Das ist der Inhalt dieser Seite:
Kurze Tätigkeitsbeschreibung des freien Werbetexters
Werbetexte müssen eine Reaktion auslösen
Werbetexter vermeiden Floskeln
Künstlersozialkasse und die Krankenversicherung
Unser Datenschutzhinweis


Kurze Tätigkeitsbeschreibung des freien Werbetexters

Plakaterstellung, Vertextung von Radio- und Fernsehspots sowie die Texterstellung und -bearbeitung für sämtliche anderen Werbemittel sind Gegenstand der Arbeit eines Werbetexters.

Dabei müssen sie die Mittel der Werbung beherrschen, das heißt, sie müssen in ihren Text die eigentliche Werbebotschaft einarbeiten und diesen auf die angesprochene Zielgruppe ausrichten.

Der Text muss verständlich und eingängig sein, was ein gewisses Maß an Kreativität und Gefühl für die deutsche Sprache voraussetzt.

Neben der Sprache müssen sie aber auch Kenntnisse über die Gestaltung des Layouts haben sowie sich mit Satz und Druck auskennen.

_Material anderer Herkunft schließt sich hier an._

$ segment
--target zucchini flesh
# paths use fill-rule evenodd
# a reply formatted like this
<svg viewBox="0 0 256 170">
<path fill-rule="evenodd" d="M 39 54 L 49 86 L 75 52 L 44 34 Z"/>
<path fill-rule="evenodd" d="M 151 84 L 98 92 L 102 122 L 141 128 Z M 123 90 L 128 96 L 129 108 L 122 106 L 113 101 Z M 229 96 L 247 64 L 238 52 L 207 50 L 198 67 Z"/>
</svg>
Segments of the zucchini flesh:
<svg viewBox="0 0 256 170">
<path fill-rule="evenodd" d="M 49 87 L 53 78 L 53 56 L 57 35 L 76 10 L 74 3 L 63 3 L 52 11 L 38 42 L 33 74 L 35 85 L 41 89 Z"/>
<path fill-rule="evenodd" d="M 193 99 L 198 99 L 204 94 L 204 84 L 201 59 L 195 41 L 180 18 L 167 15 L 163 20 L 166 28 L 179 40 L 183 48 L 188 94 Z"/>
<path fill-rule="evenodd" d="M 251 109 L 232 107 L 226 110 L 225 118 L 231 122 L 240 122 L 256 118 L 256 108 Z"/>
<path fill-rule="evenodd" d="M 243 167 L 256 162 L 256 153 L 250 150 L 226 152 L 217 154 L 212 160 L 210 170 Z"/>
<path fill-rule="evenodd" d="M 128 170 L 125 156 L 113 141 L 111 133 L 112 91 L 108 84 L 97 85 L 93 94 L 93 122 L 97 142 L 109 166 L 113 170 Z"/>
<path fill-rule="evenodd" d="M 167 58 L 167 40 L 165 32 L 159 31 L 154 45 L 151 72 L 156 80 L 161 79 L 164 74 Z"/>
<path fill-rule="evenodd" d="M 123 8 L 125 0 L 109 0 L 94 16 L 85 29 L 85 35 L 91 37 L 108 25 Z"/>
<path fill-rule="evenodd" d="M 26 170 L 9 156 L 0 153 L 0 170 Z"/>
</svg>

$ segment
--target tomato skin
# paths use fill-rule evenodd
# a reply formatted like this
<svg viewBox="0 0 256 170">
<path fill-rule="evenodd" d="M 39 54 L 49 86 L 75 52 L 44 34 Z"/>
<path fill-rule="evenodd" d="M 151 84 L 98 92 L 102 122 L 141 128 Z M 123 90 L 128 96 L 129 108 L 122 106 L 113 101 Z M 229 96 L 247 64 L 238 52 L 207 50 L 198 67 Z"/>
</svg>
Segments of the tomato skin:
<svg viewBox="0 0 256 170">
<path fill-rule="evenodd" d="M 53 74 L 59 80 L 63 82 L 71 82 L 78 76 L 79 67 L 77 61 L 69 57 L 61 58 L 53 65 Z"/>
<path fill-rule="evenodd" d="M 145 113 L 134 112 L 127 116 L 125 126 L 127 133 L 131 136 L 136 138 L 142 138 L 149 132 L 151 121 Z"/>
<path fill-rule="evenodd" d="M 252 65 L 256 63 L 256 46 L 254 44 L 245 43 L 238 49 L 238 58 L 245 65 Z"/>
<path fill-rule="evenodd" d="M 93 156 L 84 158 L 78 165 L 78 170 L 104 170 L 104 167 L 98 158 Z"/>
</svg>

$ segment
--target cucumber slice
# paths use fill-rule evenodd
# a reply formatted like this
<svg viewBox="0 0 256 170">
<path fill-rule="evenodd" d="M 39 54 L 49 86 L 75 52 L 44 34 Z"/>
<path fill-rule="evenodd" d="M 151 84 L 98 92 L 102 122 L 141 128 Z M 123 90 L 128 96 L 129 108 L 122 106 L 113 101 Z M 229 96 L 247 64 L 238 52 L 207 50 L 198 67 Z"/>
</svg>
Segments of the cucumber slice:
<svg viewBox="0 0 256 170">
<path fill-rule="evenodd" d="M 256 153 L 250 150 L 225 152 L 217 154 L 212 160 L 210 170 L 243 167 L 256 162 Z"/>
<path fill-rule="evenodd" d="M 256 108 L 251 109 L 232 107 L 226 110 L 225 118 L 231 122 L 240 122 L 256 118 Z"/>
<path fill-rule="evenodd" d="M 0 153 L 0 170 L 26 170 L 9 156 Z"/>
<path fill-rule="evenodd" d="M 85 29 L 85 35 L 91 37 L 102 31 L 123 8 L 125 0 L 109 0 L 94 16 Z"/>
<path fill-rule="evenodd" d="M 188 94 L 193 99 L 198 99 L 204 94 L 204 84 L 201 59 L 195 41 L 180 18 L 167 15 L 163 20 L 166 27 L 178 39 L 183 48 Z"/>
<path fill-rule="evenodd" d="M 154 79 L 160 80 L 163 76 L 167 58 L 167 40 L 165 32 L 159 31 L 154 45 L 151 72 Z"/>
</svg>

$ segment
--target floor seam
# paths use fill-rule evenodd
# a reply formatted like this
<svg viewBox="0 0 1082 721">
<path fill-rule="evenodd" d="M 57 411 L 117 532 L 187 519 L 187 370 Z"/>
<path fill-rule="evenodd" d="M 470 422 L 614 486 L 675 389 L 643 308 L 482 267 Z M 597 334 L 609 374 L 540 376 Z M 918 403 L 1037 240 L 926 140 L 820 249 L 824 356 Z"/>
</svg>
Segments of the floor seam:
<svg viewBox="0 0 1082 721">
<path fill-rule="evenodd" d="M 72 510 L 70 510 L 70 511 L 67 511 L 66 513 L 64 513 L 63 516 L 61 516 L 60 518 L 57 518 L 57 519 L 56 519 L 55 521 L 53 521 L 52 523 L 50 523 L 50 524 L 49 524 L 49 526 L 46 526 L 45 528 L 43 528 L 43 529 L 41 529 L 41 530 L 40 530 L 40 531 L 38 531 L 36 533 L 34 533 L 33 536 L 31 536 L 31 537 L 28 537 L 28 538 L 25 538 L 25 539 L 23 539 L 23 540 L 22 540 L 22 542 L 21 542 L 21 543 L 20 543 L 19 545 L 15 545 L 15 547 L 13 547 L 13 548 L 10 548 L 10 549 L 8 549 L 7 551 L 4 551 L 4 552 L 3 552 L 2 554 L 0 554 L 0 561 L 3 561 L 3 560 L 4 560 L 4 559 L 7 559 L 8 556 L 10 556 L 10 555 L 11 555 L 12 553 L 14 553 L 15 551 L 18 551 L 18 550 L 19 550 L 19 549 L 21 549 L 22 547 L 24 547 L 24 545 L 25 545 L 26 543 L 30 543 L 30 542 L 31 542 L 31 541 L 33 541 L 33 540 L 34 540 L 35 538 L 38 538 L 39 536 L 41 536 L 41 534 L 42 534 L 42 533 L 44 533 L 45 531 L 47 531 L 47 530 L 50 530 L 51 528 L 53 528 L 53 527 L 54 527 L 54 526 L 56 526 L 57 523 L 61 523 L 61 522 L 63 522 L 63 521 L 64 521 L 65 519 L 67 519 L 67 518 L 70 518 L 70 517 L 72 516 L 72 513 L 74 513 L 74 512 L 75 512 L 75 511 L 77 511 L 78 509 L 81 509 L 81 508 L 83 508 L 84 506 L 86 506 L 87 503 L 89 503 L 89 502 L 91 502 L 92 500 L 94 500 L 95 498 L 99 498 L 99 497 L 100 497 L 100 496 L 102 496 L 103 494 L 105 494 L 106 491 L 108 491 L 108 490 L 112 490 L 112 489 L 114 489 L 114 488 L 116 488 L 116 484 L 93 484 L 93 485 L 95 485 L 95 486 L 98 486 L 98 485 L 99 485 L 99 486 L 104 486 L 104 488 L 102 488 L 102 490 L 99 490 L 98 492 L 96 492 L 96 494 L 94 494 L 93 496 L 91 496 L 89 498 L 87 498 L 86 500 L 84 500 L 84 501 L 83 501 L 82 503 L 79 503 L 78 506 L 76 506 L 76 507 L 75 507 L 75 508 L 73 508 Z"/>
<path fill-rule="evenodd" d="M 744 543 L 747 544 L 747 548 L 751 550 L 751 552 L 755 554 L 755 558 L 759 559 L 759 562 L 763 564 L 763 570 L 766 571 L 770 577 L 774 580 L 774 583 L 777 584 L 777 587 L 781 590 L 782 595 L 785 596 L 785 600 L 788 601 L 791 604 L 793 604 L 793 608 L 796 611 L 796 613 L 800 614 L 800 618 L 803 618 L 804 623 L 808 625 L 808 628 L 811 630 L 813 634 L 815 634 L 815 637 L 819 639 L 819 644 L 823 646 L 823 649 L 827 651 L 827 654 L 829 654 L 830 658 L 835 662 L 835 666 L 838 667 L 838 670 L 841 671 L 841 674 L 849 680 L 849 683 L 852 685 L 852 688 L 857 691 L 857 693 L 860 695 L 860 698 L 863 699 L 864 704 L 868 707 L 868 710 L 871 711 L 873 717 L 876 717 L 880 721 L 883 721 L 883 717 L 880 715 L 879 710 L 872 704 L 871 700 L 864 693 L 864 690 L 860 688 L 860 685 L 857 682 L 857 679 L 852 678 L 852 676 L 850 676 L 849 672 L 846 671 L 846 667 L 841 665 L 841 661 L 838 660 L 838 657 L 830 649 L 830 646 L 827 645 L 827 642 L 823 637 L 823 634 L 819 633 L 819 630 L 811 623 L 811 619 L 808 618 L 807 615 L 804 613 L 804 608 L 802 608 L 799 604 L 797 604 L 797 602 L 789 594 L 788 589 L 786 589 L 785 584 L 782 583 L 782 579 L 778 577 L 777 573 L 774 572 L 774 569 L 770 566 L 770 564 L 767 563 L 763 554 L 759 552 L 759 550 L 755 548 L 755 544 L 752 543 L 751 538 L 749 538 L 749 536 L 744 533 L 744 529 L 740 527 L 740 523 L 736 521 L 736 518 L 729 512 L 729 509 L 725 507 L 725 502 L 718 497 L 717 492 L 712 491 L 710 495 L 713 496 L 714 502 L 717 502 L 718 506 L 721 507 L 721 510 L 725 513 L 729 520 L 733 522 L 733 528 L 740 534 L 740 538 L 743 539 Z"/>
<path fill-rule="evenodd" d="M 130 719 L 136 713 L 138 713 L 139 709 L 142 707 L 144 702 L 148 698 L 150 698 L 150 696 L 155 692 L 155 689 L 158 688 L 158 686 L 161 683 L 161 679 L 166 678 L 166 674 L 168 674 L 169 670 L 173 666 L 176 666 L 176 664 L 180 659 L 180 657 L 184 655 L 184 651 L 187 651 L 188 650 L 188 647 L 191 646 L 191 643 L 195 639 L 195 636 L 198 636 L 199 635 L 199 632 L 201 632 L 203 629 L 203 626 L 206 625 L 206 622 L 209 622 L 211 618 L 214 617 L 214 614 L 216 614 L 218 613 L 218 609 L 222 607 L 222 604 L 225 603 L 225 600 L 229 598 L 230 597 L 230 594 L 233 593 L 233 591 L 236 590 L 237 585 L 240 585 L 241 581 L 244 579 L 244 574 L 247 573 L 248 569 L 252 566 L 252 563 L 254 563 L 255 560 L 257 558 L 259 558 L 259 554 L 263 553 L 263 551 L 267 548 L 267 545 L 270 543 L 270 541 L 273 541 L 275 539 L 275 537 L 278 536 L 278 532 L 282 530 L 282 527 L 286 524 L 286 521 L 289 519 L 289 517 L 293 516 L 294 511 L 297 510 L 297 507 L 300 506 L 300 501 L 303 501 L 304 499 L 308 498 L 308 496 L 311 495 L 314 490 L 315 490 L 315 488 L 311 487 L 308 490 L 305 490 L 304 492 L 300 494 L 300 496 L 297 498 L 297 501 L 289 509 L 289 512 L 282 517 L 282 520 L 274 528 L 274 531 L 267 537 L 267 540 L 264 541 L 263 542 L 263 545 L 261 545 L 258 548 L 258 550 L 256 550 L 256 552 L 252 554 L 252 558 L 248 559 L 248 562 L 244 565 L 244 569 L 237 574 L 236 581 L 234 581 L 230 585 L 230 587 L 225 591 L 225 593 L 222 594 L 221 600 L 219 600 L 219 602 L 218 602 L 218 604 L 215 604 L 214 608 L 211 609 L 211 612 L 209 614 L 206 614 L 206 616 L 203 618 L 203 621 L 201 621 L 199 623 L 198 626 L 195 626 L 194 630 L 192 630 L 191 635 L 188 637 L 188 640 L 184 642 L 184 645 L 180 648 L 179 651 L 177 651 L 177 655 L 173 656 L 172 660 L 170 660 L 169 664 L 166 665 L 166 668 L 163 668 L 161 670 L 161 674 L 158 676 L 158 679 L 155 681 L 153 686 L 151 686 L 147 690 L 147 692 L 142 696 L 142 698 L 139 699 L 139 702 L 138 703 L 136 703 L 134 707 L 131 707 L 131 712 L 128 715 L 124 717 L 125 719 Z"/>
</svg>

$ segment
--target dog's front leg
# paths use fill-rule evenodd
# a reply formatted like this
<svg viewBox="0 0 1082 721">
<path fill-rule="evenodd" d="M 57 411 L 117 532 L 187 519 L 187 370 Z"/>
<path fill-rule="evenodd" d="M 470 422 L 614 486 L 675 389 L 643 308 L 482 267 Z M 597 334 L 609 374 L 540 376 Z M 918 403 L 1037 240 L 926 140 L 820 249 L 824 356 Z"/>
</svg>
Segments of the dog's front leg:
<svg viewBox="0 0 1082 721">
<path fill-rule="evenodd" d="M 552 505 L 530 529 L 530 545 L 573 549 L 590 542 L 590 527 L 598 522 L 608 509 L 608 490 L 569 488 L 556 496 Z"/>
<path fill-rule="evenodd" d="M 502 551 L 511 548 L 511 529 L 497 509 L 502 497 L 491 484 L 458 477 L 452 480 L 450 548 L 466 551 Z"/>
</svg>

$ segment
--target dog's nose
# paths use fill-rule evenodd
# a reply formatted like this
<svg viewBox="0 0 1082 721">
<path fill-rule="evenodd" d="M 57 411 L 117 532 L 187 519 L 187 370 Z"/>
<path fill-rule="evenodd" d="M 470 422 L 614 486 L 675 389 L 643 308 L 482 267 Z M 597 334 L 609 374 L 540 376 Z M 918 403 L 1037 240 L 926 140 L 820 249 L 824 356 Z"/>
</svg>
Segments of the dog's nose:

Oft sind sie Texter und Korrektoren in einer Person.

Werbetexter müssen zudem sehr belastbar sein, da Stress und Termindruck zum Arbeitsalltag gehören. Wochenendarbeit ist somit keine Ausnahme.



In der Regel sind Werbetexter in einer Agentur angestellt, in der sie als Praktikant oder Trainee anfangen, um dann zum Juniortexter und zum Seniortexter aufzusteigen. Spitzenposition ist der Creative Director Text.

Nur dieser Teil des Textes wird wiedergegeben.